Решительно отметал обвинения Ивана III в нерешительности и трусости К.В. Базилевич. Он указывал, что «такой взгляд на поведение Ивана III, сложившийся под влиянием враждебной ему повести о приходе Ахмед-хана, нам представляется совершенно несправедливым». В тактике великого князя К.В. Базилевич видел разумную осторожность и возражал против версии о вторичном возвращении Ивана III в Москву, которая послужила основным доводом для обвинения великого князя в трусости. «Не заслуживающим доверия представляется сообщение «повести» о враждебной встрече Ивана III, якобы устроенной московским населением и «духовным отцом» великого князя архиепископом Вассианом»[647].

Научная критика враждебных Ивану III летописных версий является несомненной заслугой К.В. Базилевича. Однако в Иване III он прежде всего видел выдающегося дипломата и в своих исследованиях почти не касался разбора его военной деятельности.

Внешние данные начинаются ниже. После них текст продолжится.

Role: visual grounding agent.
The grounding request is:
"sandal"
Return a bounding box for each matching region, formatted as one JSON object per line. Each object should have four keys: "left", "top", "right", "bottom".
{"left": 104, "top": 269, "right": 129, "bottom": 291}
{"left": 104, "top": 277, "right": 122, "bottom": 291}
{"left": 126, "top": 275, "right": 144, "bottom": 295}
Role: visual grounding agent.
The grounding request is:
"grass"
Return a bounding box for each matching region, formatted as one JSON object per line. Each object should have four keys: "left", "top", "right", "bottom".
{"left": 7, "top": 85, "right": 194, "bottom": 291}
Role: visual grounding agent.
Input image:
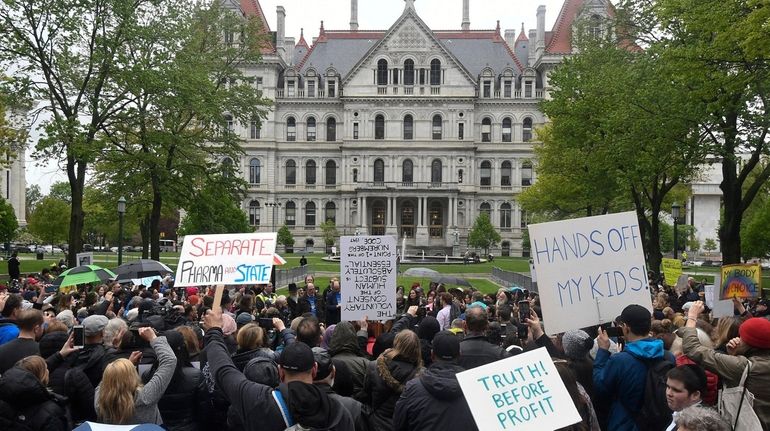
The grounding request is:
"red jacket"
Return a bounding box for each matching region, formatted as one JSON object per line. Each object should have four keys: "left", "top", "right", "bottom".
{"left": 677, "top": 354, "right": 718, "bottom": 406}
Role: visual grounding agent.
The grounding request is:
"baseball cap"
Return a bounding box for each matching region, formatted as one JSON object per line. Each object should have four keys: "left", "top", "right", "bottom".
{"left": 82, "top": 314, "right": 109, "bottom": 336}
{"left": 279, "top": 342, "right": 315, "bottom": 372}
{"left": 312, "top": 347, "right": 333, "bottom": 380}
{"left": 236, "top": 313, "right": 254, "bottom": 326}
{"left": 617, "top": 304, "right": 652, "bottom": 335}
{"left": 431, "top": 330, "right": 460, "bottom": 361}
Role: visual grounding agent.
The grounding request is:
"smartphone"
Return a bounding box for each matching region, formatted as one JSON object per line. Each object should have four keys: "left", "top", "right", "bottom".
{"left": 73, "top": 325, "right": 85, "bottom": 347}
{"left": 602, "top": 323, "right": 623, "bottom": 338}
{"left": 45, "top": 284, "right": 58, "bottom": 294}
{"left": 258, "top": 318, "right": 274, "bottom": 329}
{"left": 130, "top": 328, "right": 150, "bottom": 348}
{"left": 518, "top": 300, "right": 531, "bottom": 323}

В 1955 г. появилась большая статья П.Н. Павлова «Действительная роль архиепископа Бассиана в событиях 1480 г.». П.Н. Павлов отмечал, что «в советской исторической литературе летописные рассказы о событиях 1480 г. по существу не подвергались исследованию, поэтому вопрос о роли архиепископа Бассиана не был пересмотрен и обычно освещается в духе летописной традиции». «Послание» Бассиана, считает Павлов, не свидетельствует ни о его «нейтралистских настроениях», ни о его патриотизме. «Есть основания считать Бассиана выразителем интересов церковной и светской феодальной верхушки», которая настаивала на генеральном сражении с Ахмед-ханом без учета военной обстановки. П.Н. Павлов считает организацию обороны страны от Ахмед-хана заслугой прежде всего самого великого князя Ивана III, который победил «в результате блестяще проведенных военных и дипломатических мероприятий»[648]. Насколько нам известно, эта аргументация не опровергалась в исторической литературе.

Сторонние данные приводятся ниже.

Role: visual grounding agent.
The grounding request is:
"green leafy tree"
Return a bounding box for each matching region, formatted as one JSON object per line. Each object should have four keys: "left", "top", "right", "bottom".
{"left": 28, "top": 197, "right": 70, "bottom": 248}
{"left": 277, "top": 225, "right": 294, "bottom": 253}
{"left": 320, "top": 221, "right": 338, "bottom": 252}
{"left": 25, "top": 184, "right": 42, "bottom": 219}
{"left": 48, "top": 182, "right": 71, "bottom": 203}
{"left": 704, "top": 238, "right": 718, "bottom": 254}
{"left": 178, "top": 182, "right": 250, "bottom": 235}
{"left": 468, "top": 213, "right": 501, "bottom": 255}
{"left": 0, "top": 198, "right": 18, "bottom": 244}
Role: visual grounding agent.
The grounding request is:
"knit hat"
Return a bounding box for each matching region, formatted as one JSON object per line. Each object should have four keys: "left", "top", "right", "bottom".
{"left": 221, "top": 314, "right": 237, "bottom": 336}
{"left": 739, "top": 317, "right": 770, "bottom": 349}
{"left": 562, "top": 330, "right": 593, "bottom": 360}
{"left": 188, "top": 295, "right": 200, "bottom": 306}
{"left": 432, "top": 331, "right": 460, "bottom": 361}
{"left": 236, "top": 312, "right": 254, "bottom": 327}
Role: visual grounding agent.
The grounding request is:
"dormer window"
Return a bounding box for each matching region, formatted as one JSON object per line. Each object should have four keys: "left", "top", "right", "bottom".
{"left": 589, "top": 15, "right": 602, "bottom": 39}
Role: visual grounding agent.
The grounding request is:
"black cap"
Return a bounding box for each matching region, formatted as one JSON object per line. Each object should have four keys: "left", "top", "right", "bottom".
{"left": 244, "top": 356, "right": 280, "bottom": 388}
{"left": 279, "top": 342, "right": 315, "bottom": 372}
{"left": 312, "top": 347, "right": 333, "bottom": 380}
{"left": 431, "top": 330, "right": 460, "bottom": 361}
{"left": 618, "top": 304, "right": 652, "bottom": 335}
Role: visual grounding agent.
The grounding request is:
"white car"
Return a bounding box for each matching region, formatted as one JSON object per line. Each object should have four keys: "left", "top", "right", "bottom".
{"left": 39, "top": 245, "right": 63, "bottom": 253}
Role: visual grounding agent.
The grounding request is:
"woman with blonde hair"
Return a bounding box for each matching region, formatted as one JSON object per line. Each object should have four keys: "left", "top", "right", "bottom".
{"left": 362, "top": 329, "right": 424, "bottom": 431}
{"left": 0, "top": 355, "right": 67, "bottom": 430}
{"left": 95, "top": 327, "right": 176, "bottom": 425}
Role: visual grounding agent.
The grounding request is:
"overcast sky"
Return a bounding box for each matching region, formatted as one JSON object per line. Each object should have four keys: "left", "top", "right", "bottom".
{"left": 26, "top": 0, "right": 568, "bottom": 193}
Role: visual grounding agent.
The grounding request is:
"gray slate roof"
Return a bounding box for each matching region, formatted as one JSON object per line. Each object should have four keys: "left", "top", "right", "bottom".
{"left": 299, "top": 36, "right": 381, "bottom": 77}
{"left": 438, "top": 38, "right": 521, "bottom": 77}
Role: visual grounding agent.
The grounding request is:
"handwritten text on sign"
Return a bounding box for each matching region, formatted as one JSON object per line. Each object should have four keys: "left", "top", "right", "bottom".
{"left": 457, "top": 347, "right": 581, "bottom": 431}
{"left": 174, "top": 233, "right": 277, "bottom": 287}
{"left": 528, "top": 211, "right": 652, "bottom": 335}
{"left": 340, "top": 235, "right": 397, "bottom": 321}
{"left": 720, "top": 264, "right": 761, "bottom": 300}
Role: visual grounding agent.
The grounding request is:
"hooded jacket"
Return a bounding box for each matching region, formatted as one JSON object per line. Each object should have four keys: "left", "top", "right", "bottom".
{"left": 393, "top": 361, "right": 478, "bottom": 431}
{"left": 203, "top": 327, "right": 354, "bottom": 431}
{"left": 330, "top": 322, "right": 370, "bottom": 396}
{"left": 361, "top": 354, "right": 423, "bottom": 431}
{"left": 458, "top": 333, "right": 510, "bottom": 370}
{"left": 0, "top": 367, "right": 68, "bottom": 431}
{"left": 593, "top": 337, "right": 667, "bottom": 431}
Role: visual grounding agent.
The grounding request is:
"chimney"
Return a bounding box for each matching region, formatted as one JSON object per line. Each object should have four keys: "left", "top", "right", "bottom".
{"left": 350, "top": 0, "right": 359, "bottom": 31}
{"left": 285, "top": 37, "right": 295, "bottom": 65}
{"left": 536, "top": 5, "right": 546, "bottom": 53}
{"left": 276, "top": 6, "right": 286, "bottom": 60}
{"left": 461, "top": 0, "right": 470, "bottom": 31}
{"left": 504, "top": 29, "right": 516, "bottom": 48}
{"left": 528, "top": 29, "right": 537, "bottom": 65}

В университетском учебнике отечественной истории (1956) автор соответствующего раздела А.М. Сахаров высоко оценивал заслуги Ивана III в организации обороны страны и разгрома Ахмед-хана. «В сложной исторической обстановке Иван III проявил большую твердость и решимость, обеспечив сосредоточение всех усилий на борьбе с главным врагом — Ахмед-ханом». А.М. Сахаров подчеркивал правильность основной тактической линии. Ивана III и несостоятельность критики его действий со стороны политических противников[649]. Л.В. Черепнин во «Всемирной истории» тоже соглашается с правильностью тактической линии Ивана III, который «стремился достигнуть победы без больших потерь и поэтому старался выиграть время, не прибегая к решительным действиям»[650]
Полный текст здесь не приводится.